■導入から2年の評価と「安全性」の壁
自民党のタクシー・ハイヤー議連に所属する松本いずみ衆議院議員は、これまでの実績について「日本版ライドシェアが解禁されて2年で18の地域、148万回の運行回数がある。アプリのマッチング率も導入前より改善しており、一定の移動の足の確保には役立っている。ただ、様々なお声があることは承知しているので、この2年間の成果をしっかりと評価・検証した上で、改善や拡大に取り組んでいくべきだ」と語った。

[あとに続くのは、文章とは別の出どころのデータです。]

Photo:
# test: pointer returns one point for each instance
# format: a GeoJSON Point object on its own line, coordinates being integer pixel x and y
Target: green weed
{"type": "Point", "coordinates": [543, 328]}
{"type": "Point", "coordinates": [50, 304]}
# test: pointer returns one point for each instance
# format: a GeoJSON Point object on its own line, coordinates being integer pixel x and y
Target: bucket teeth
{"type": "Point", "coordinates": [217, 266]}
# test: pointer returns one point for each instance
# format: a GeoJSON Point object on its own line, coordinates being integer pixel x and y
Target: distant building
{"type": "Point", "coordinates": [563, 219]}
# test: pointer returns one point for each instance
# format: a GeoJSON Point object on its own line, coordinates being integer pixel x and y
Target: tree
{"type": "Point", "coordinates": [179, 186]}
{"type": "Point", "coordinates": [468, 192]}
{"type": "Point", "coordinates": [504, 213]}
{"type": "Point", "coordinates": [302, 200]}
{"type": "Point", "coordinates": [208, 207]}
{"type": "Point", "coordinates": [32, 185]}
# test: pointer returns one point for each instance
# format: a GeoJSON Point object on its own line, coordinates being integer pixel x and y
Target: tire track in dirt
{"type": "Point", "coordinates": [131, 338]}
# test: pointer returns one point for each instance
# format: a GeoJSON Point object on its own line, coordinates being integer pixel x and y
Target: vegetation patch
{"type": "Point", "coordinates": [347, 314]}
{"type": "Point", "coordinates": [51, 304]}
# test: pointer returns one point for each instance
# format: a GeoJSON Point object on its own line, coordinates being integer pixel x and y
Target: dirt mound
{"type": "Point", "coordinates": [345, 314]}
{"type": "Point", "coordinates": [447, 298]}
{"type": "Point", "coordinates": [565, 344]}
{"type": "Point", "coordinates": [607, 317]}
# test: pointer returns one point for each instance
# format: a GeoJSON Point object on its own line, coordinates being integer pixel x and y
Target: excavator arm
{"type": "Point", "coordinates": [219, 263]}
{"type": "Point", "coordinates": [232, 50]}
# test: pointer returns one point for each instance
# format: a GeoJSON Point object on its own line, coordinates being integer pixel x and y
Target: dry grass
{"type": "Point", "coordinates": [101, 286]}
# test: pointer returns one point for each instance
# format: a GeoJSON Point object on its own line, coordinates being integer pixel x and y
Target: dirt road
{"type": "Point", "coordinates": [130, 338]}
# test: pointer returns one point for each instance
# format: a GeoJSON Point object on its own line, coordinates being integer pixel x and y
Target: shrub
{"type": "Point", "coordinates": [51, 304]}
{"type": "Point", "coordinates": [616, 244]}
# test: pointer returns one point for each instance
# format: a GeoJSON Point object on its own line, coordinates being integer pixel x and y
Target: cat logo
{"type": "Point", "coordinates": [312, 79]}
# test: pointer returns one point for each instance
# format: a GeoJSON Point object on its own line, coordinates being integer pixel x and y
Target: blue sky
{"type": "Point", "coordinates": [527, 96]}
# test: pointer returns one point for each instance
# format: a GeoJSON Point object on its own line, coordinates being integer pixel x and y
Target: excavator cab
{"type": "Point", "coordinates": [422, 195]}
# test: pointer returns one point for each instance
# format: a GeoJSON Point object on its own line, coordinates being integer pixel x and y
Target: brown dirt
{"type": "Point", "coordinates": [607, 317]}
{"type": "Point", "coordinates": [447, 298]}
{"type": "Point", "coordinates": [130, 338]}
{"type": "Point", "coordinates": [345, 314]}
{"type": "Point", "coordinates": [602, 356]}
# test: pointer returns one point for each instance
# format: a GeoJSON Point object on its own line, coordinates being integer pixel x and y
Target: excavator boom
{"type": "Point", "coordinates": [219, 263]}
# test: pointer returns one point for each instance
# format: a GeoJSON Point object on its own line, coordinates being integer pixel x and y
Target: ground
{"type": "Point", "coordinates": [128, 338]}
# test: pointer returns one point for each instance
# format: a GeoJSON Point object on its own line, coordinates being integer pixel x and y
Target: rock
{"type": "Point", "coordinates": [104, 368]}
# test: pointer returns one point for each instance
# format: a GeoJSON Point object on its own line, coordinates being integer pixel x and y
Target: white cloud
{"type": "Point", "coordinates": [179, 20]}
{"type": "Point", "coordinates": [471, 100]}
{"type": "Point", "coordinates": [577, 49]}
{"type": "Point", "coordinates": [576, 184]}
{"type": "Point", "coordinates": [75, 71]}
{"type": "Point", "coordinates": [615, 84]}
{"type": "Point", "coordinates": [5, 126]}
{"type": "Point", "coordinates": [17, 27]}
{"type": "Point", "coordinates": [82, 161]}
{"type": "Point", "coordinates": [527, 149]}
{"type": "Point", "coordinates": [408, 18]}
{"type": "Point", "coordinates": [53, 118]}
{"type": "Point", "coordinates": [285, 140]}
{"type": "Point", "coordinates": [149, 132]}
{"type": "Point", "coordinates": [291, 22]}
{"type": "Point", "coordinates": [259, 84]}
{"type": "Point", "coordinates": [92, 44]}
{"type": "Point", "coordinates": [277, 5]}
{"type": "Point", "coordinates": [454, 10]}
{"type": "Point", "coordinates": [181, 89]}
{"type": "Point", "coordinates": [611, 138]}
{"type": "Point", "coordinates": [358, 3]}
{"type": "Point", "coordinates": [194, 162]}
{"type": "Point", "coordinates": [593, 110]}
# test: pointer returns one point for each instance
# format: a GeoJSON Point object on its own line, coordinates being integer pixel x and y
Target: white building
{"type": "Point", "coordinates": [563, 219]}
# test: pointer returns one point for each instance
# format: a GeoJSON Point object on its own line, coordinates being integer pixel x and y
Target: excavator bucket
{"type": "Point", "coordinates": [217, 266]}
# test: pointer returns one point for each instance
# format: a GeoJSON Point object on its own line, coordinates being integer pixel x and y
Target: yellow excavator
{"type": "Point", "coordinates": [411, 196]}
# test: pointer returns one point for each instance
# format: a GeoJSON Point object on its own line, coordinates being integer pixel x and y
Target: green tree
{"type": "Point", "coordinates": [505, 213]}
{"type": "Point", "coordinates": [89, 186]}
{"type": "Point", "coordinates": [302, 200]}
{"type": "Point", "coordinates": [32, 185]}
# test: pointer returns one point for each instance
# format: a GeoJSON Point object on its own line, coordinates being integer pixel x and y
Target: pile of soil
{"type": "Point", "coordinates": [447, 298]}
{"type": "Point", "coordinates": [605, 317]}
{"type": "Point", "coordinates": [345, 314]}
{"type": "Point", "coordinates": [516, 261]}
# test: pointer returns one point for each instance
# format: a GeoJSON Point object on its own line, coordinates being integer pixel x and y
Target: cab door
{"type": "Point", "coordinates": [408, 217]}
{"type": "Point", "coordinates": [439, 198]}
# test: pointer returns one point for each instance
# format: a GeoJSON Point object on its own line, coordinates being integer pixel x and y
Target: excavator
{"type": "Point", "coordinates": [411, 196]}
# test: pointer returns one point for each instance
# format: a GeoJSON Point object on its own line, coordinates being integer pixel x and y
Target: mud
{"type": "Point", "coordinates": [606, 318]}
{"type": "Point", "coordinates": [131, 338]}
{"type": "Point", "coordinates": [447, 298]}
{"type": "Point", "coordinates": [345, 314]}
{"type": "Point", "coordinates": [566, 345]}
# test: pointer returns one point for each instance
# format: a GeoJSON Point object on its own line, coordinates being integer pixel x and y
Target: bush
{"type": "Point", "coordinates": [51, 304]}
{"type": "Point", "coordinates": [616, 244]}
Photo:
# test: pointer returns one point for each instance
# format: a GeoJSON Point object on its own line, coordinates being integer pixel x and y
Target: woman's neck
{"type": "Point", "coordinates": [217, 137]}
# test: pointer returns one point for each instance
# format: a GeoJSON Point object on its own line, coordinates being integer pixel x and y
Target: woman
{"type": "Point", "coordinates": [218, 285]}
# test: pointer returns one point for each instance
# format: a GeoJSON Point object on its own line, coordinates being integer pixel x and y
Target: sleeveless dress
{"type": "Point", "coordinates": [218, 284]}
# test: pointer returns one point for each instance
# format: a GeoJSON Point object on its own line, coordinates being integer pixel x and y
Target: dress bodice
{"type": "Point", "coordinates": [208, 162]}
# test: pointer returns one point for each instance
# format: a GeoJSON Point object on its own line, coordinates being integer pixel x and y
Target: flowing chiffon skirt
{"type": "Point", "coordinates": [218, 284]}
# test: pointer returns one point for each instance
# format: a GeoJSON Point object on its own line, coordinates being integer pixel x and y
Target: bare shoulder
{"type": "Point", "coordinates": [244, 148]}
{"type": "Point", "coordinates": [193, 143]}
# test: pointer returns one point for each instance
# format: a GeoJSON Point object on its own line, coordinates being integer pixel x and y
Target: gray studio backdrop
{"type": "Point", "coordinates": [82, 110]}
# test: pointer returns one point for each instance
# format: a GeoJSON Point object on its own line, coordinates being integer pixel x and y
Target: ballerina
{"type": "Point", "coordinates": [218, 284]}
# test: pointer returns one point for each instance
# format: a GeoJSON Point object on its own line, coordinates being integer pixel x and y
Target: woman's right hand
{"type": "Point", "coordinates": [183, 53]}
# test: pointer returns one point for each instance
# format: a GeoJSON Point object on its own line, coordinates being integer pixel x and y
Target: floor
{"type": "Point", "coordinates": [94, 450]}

議論の焦点となる安全性について、アメリカの事例を引き合いに出し、「タクシー自体が公共交通なので、安全性の確保は最優先だ。2021年のデータでは、アメリカのウーバー(Uber)で性的暴行の件数が998件あったのに対し、日本のタクシーは19件。こうした犯罪を含め、安全性が担保されないと一般の方々は取り返しがつかない。今の規制をそのままにしていいわけではないが、運行管理や健康管理をしっかり行う体制は、安全の担保のために必要だ」と主張した。
タクシー政策議員連盟の元顧問の海江田万里氏は、歴史的背景と賃金の問題を指摘する。「ライドシェアが一番必要とされていたのはコロナの時期だった。ドライバーの収入がなくなり、車が車庫に眠っていた。それをなんとかするために日本版ライドシェアが始まったが、この2年でタクシードライバーの賃金も上がってきた。料金は安い方がいいに決まっているが、この30年間、安さばかりを追求した結果、働く人の賃金が上がらず日本の成長が止まってしまった。安ければいいというだけの考え方は改めるべきだ」。